Hello everyone! Welcome to "Water Your Faith" Wednesday! How do you feel after spending your Sunday at church praising and worshiping our Lord? I know I feel great! I start my week fired up and ready to face what's in store. Oftentimes, however, by Wednesday, life begins to drag me down. My goal is provide a way to overcome the spiritual doldrums with encouraging words, scriptures, devotions, songs, etc. Let me know what you think!
Week 1, the introduction: The Power.
Week 2, His Wife.
Week 3, His Work.
Week 4, His Finances.
Today, we are continuing our devotions with the fourth chapter in The Power of a Praying Wife by Stormie Omartian: His Sexuality.
My Thoughts: I feel like this is one of the most important parts of making a marriage prosper and last. It is also one of the hardest parts for women to understand because we don't need sex like a man does. As Stormie states, "for women, sex comes out of affection... for a man, sex is pure need" (pg. 57). As the verse above states, our body is not our own. It is to be used to "comfort and complete the other person" (pg. 58). When the husband is deprived of this one need, it opens up temptation and other problems in a marriage.
So what do you do when you don't feel like it, but your husband does? Stormie gives us a great idea. She says, "when your husband communicates to you what he has in mind..don't roll your eyes and sigh deeply. Instead, say "give me fifteen minutes" (or however long you need). During that time, do something to make yourself feel attractive... pray for God to give a renewed energy, strength, vitality, and a good attitude" (pg. 59). Hopefully, when that time is up, your coming together with your husband will be that much better and he will appreciate the time you took to get ready, just for him.

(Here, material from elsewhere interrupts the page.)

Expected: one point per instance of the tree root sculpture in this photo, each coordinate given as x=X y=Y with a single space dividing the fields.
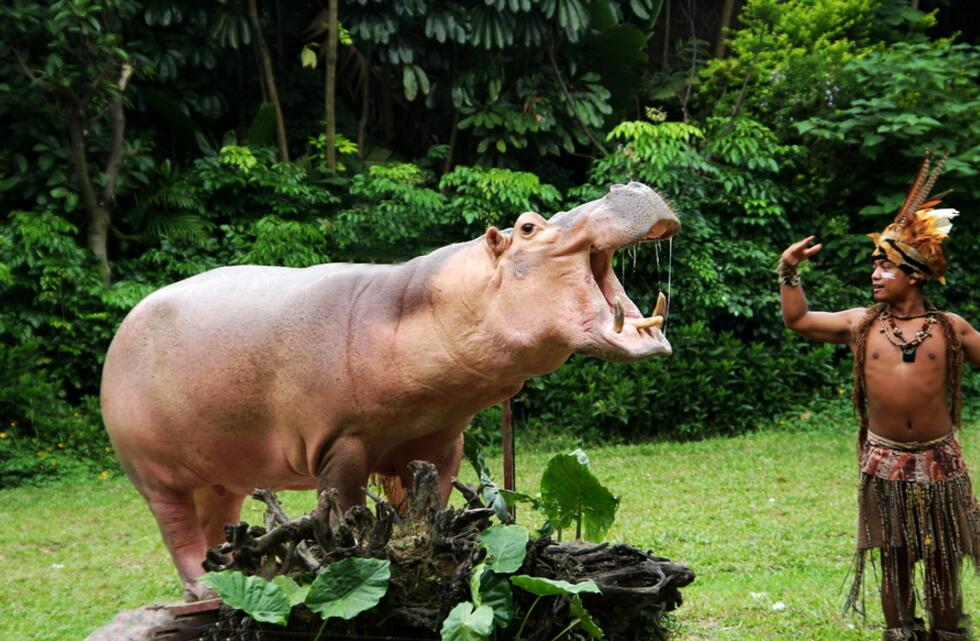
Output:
x=433 y=551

What do you do when your husband is the one withholding the sexual relations in your marriage? Find out why. Pray about it. Stormie says that he might be feeling depressed, like a failure, etc and that is causing the strain in your relationship (pg. 60). By praying about it instead of getting angry, feeling resentful, and locking yourself away, you can help your hubby resolve the problem and move forward in a more productive way (pg. 60).
This was a short, yet insightful chapter about how sexual relations play a big part in your marriage.